Volker Seitz / 28.03.2019 / 13:00 / Foto: hafifmuzik.org / 23 / Seite ausdrucken

Nicht sehen wollen, was zu sehen ist

Im Französischen gibt es dieses Sprichwort „Il n’est pire aveugle que celui qui ne veut pas voir“, das übersetzt etwa heißt „Nicht sehen wollen, was zu sehen ist“ oder „Es gibt niemanden, der so blind ist, wie die, die nicht sehen wollen“. Wenn ich mir das am 27. März 2019 vom Kabinett verabschiedete Papier „Fortschreibung und Weiterentwicklung der Afrikapolitischen Leitlinien der Bundesregierung“ ansehe, fällt mir dieses die Political Correctness beschreibende Sprichwort ein.

Das Papier, mit dem die Bundesregierung ihre Afrikapolitik intensivieren möchte, nennt fünf prioritäre Ziele:

  1. Frieden, Sicherheit und Stabilität fördern.
  2. Nachhaltige wirtschaftliche Entwicklung, Wachstum, Wohlstand und Beschäftigung für alle – in Perspektiven für Afrikas Jugend und Frauen investieren.
  3. Migration steuern und gestalten, Fluchtursachen mindern, Flüchtlinge unterstützen.
  4. Mit Afrika die regelbasierte Weltordnung stärken.
  5. Unsere zivilgesellschaftlichen Partnerschaften vertiefen.

Wie die Afrikapolitischen Leitlinien von 2014 ist in dem vagen und dehnbaren Papier von den elementaren Grundsätzen wie Eigenverantwortung und Subsidiarität so gut wie nicht die Rede. Wie man den in der Entwicklungspolitik immer wieder postulierten, aber oft missachteten Prinzipien zu mehr Geltung verhelfen will, bleibt offen.
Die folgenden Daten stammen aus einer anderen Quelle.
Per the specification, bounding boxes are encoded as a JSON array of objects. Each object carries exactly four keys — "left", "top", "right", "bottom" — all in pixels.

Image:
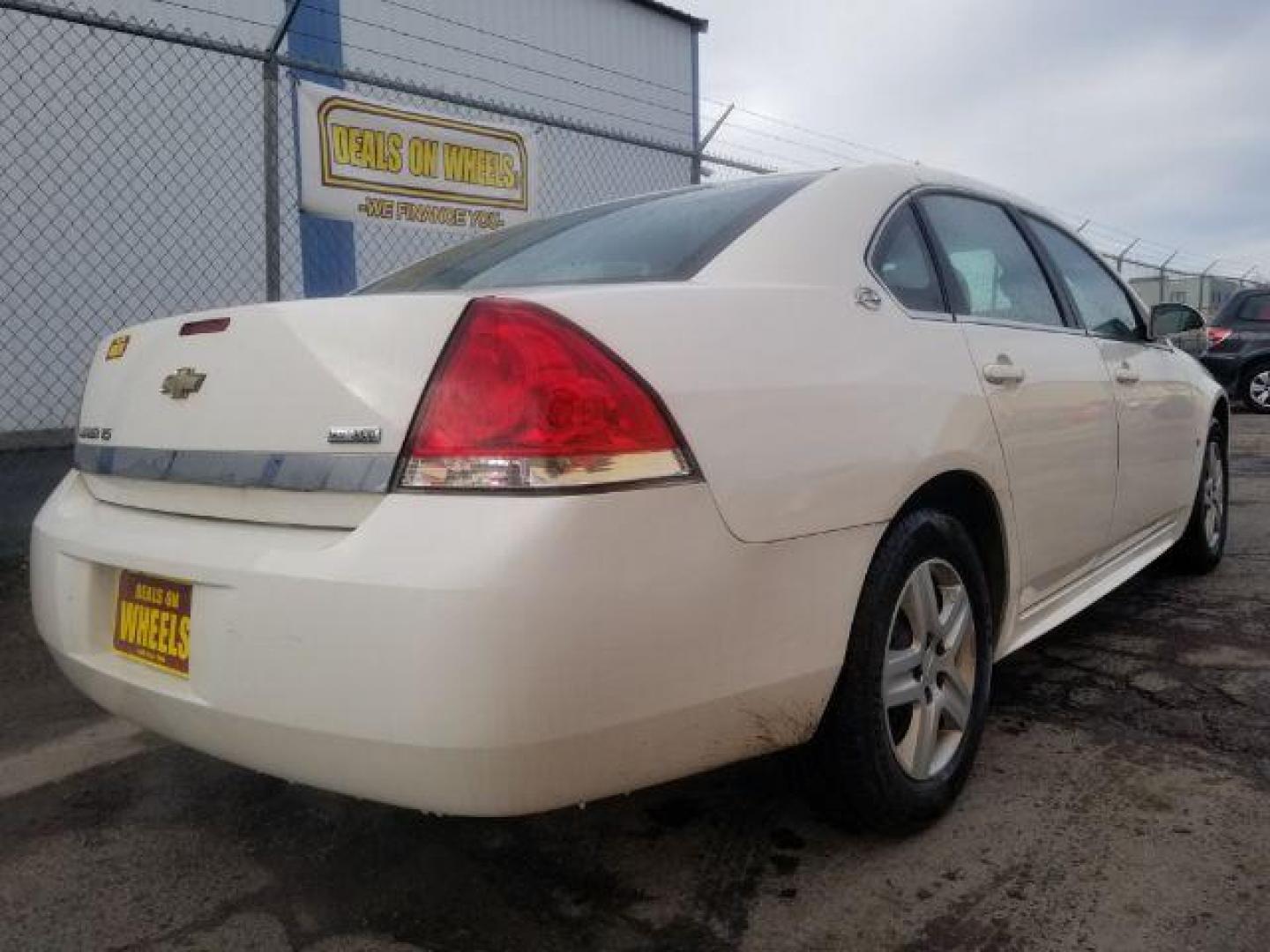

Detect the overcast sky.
[{"left": 678, "top": 0, "right": 1270, "bottom": 277}]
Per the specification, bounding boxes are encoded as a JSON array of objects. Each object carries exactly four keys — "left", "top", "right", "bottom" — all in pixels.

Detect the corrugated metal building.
[{"left": 0, "top": 0, "right": 705, "bottom": 436}]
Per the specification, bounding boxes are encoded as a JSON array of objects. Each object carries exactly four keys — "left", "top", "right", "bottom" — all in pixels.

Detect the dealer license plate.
[{"left": 115, "top": 571, "right": 194, "bottom": 678}]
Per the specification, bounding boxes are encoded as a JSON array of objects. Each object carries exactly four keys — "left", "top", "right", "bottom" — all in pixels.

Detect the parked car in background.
[
  {"left": 31, "top": 165, "right": 1229, "bottom": 829},
  {"left": 1200, "top": 288, "right": 1270, "bottom": 413}
]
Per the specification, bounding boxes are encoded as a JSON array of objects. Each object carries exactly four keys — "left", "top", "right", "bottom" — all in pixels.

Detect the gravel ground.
[{"left": 0, "top": 415, "right": 1270, "bottom": 952}]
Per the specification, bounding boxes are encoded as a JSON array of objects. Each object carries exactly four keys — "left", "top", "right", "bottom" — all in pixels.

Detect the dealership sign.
[{"left": 296, "top": 81, "right": 536, "bottom": 233}]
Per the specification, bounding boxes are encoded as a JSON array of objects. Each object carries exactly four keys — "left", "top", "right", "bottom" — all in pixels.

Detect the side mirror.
[{"left": 1148, "top": 303, "right": 1204, "bottom": 340}]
Das unbestreitbare zentrale Thema Familienplanung wird sehr kurz mit Allgemeinplätzen abgehandelt:

„Die demografische Entwicklung stellt in vielen Ländern eine große Herausforderung für das Bemühen dar, die Entwicklungs- und Wohlstandsgewinne zu erhalten. Um diese Herausforderungen zu bewältigen, bedarf es verstärkter Anstrengungen in Schlüsselbereichen wie sexueller und reproduktiver Gesundheit und Rechte, Bildung und sozialer Sicherung.“

So gern ich lese, dass verstärkte Anstrengungen endlich vorgesehen sind, so gern wüsste ich, wie denn die „verstärkten Anstrengungen“ aussehen sollen.
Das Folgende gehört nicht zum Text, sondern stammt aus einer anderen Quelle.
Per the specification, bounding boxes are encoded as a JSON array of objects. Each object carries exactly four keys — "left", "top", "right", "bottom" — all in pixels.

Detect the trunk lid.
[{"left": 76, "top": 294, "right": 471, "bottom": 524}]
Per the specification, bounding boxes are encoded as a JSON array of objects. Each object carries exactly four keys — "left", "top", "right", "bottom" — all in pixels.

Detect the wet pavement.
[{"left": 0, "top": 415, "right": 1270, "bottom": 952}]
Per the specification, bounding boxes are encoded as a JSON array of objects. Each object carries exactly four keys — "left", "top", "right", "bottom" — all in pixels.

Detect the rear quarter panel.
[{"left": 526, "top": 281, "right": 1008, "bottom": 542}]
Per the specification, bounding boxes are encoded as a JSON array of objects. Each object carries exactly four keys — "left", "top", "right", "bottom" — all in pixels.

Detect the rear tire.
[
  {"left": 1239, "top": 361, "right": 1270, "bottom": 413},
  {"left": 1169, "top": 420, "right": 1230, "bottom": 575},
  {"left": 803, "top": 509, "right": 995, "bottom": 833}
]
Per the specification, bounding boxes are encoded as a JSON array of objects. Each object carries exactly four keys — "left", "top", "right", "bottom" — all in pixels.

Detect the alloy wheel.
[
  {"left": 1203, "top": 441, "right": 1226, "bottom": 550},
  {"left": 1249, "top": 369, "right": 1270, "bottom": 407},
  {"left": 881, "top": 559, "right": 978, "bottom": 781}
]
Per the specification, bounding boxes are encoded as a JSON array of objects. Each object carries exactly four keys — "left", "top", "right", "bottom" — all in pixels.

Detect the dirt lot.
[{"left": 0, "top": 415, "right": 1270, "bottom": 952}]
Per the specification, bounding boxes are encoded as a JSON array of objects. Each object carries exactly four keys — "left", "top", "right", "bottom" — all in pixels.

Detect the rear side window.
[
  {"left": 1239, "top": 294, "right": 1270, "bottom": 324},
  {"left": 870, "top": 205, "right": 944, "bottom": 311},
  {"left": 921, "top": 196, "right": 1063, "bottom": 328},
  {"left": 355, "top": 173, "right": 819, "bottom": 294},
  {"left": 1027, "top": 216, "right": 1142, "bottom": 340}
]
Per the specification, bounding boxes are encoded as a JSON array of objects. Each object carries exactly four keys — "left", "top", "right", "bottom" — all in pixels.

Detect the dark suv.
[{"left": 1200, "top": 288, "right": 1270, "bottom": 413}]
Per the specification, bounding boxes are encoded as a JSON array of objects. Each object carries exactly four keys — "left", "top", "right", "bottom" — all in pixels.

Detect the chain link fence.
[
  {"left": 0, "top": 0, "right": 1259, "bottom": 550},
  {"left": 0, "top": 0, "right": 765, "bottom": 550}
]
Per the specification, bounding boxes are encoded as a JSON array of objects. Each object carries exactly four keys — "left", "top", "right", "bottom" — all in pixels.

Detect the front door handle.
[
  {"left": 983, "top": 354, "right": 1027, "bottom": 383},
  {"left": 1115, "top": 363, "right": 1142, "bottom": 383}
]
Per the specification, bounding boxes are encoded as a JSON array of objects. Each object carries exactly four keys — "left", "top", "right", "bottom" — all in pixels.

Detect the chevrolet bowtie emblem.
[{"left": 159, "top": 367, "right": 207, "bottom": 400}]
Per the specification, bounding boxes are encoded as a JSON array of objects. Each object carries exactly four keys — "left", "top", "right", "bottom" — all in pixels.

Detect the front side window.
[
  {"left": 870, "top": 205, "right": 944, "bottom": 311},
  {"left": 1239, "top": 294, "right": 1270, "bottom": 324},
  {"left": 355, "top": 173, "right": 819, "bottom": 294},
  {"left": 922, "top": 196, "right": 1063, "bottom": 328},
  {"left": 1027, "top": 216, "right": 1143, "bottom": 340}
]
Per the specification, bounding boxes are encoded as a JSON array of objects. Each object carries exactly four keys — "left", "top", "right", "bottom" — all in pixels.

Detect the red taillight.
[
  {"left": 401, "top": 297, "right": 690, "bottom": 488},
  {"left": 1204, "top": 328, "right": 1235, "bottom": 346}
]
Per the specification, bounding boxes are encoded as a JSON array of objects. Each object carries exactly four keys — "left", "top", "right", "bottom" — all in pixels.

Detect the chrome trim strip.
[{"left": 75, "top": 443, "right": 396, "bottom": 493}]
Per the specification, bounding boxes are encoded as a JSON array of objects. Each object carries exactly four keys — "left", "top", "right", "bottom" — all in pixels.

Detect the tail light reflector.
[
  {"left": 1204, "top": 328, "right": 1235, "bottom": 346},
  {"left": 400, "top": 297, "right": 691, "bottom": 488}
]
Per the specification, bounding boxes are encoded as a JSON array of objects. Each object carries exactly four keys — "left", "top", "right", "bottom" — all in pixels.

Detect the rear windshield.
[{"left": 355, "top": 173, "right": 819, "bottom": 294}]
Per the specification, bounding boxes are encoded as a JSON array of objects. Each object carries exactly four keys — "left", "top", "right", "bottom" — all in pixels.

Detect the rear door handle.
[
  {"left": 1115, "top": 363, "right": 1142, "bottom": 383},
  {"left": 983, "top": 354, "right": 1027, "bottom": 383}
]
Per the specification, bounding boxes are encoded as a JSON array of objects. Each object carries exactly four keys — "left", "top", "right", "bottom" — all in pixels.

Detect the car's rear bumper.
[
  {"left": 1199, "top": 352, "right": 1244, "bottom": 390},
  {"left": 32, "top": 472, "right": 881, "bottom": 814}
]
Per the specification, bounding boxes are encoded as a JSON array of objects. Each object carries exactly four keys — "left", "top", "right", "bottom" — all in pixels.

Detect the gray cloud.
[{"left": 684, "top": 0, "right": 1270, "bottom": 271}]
Rücksicht auf kirchliche Entwicklungs-Organisationen?

Will man mit solchen banalen Sätzen versuchen, die kirchlichen Entwicklungs-Organisationen nicht gegen sich aufzubringen? Immerhin will die Association of Protestant Churches in Africa (AACC) das Bevölkerungswachstum drosseln. Die protestantischen Mitgliedskirchen des Verbands in Afrika sollen die Gläubigen überzeugen, weniger Kinder zu bekommen. Aus Sicht des Verbands ein Akt der Menschlichkeit – denn weniger Kinder bedeutet größere Chancen für die, die da sind. „Kein Geldbetrag kann die Armut beseitigen, wenn wir nicht endlich die Bevölkerungsexplosion bremsen“, sagte Bright Muwador von AACC am 19.3.2019 in der ARD „Report München“. Inwieweit sich die katholische Kirche in Afrika an der neuen Kampagne beteiligt, ist offen. Gängige katholische Lehrmeinung ist weiterhin: Verhütung ist Sünde, schon deshalb kommt Familienplanung, wie der ökumenische Verband sie anstrebt, nicht in Frage.
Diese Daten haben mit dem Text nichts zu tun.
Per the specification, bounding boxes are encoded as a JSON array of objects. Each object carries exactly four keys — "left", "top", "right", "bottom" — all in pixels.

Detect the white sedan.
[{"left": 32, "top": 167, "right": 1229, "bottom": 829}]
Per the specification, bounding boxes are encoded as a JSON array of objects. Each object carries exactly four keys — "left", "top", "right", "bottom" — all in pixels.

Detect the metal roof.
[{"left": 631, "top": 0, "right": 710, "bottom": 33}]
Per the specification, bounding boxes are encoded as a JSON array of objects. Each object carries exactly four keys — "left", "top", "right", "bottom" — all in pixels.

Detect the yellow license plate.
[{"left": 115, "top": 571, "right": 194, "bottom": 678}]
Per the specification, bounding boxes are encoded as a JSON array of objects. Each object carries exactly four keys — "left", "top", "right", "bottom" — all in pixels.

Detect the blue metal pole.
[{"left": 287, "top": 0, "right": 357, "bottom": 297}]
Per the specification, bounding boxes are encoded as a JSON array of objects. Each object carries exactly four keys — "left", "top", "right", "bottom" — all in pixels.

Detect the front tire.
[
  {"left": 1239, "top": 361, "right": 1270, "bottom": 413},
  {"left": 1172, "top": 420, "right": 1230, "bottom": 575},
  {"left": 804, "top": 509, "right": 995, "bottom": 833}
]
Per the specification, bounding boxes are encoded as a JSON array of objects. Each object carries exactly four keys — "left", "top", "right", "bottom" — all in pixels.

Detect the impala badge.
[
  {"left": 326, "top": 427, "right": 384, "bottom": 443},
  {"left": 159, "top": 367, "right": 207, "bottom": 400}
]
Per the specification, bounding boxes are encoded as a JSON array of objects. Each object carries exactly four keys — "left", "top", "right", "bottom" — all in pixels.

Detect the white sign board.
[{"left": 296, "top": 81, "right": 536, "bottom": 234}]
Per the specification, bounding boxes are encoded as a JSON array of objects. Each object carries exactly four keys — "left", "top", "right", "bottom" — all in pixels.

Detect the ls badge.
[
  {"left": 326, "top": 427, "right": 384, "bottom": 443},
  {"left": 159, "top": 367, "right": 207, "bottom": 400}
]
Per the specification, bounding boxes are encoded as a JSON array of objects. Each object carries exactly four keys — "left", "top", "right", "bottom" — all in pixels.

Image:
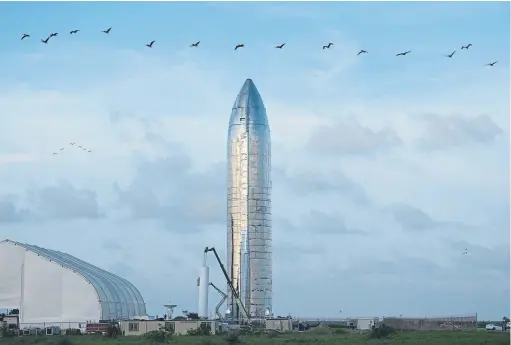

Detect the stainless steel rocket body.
[{"left": 227, "top": 79, "right": 272, "bottom": 318}]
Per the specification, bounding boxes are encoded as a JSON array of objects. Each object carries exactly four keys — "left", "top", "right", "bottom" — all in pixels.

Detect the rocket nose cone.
[{"left": 229, "top": 79, "right": 268, "bottom": 125}]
Das Thema scheint heikel zu sein, auf Anfrage des Bayerischen Rundfunks wollte die Deutsche Bischofskonferenz keine Stellungnahme abgeben.

Das Thema ist auch für Afrikaner sehr delikat, und wenn man es anspricht, darf man es nicht vom Demografisch-Ökonomischen her tun, sondern mit dem Blick auf Mütter und schon vorhandene Kinder, deren Lebensverhältnisse sich verschlechtern, wenn noch mehr Kinder hinzukommen. Außerdem ist zu berücksichtigen, z.B. was die Zielgruppe im Sahel betrifft, dass dort (in Niger) nicht nur jede Frau sechs Kinder zur Welt bringt, sondern selbst nur eine von koranisch-legal vier Ehefrauen eines Mannes ist. So dass jeder Ehemann verantwortlich für 24 Kinder ist.

Der hohe Bevölkerungsanstieg verursacht Konfliktpotenzial: durch mangelnde Ernährungssicherheit, Wasserknappheit, Druck auf Gesundheits- und Bildungssysteme, Arbeitslosigkeit. Außerdem steigt bei einer höheren Population und Verteilungskämpfen die Aggression. Der Entwicklungsstand eines Landes hängt eng mit dem Bevölkerungswachstum zusammen. Mit einer erfolgreichen Familienplanung hat zum Beispiel in Vietnam der nachhaltige wirtschaftliche Aufstieg begonnen.

Es herrscht weiter Ratlosigkeit

Wer aber die Reduktion der Geburtenzahlen in Afrika fordert, wird bei uns immer noch des Neokolonialismus verdächtigt und in die rechte Ecke gestellt. Obwohl Afrika extrem hohe Geburtenraten hat, kann ich mich in den letzten dreißig Jahren an keine Diskussion über die notwendige Reduktion der Geburtenzahlen erinnern. Es herrscht bei uns weiter Ratlosigkeit. Familienplanung und Empfängnisverhütung sind „kulturell sensible Bereiche“. Viele Kinder zu haben, ist in Afrika ein Symbol für vermeintliche Männlichkeit. Die Frauen, je nach Bildung der Familienplanung gegenüber aufgeschlossen, sind dem Willen der Männer ausgeliefert. Für viele Politiker hängt zudem ihre Macht vom Kinderreichtum ihrer Volksgruppe und damit ihrer Wähler ab.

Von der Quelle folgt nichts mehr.